With a completely different coaching staff coming to the Heights, as well as a fresh group of freshmen, the team’s atmosphere has completely changed, Anderson said. But for her, this new dynamic has had some positive effects on the team.

“We have a lot of love on the team. … The new coaches really support us [and have] had our back throughout the whole year,” she said. “You make mistakes—you do good, you do bad—they still love you at the end of the day.”

And with a new coaching regime comes a whole new set of expectations. At the beginning of the year, Anderson set her goals for herself: to have a lower ERA than last season and to make a good run through the ACC tournament. 

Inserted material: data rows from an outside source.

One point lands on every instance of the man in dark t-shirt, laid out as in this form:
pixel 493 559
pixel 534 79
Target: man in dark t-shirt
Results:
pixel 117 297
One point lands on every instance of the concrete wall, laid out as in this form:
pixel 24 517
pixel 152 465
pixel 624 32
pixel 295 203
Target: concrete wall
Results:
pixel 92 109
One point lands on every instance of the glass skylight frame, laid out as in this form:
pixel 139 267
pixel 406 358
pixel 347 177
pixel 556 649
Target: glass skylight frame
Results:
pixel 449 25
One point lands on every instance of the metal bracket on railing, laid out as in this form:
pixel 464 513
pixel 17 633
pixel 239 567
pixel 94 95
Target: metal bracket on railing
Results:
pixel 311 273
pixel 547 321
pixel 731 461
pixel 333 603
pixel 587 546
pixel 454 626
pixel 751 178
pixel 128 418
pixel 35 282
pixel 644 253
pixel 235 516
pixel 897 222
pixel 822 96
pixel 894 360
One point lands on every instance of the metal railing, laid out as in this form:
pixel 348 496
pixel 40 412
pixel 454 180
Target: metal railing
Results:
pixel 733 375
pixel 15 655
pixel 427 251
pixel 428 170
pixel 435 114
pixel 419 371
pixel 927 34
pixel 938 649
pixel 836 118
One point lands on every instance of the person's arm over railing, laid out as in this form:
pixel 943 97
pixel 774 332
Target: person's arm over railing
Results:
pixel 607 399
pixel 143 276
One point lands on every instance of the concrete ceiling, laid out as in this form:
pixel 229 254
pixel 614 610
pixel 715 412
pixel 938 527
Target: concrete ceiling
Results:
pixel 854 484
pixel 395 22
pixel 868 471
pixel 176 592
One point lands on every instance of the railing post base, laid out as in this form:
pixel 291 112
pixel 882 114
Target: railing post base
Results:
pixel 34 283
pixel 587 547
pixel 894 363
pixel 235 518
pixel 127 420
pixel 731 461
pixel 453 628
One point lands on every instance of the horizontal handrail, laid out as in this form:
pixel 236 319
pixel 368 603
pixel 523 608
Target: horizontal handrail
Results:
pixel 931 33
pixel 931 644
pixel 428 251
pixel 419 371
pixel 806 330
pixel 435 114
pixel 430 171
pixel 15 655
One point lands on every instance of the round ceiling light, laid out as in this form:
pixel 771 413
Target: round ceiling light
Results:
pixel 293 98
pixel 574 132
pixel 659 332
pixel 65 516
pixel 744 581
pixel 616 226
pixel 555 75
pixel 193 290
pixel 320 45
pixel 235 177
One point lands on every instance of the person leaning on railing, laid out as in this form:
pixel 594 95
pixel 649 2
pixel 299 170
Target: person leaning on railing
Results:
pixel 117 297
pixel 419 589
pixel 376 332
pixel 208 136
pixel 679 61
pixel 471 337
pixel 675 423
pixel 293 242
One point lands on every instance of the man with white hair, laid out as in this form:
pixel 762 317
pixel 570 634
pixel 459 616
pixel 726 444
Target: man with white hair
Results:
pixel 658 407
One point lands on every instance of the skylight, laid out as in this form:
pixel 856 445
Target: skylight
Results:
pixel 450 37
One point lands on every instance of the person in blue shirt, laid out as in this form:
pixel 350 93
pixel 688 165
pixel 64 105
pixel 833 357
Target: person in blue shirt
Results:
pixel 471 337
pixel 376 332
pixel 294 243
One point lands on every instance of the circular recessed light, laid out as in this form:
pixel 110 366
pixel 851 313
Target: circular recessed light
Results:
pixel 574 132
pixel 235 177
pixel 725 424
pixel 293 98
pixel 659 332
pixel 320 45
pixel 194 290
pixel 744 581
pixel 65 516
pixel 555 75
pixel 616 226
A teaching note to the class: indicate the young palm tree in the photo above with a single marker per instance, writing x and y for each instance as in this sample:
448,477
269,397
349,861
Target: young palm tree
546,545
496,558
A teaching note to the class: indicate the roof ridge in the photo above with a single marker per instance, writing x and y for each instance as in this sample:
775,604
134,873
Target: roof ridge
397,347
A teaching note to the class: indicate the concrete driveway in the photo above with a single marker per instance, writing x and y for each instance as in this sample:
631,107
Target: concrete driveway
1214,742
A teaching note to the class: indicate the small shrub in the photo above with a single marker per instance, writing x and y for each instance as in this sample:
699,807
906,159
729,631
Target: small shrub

Anderson’s ERA after her 2019 campaign was 3.94 in her 49 appearances, registering six wins and 19 losses. While some of that can be attributed to the Eagles’ tumultuous season last year, Anderson is nothing if not persistent. 

As for her goal of making the ACC tournament, it’s too early to make a prediction. The team has gone 5-8 over the first three weekends of the 2020 campaign, and the Eagles have yet to face an ACC rival. But despite this early adversity, Anderson remains optimistic. 

“Despite [our] losses, we haven’t gotten blown out—we’re in every game,” said Anderson. “Nobody gives up. Everybody gives it their all every day.”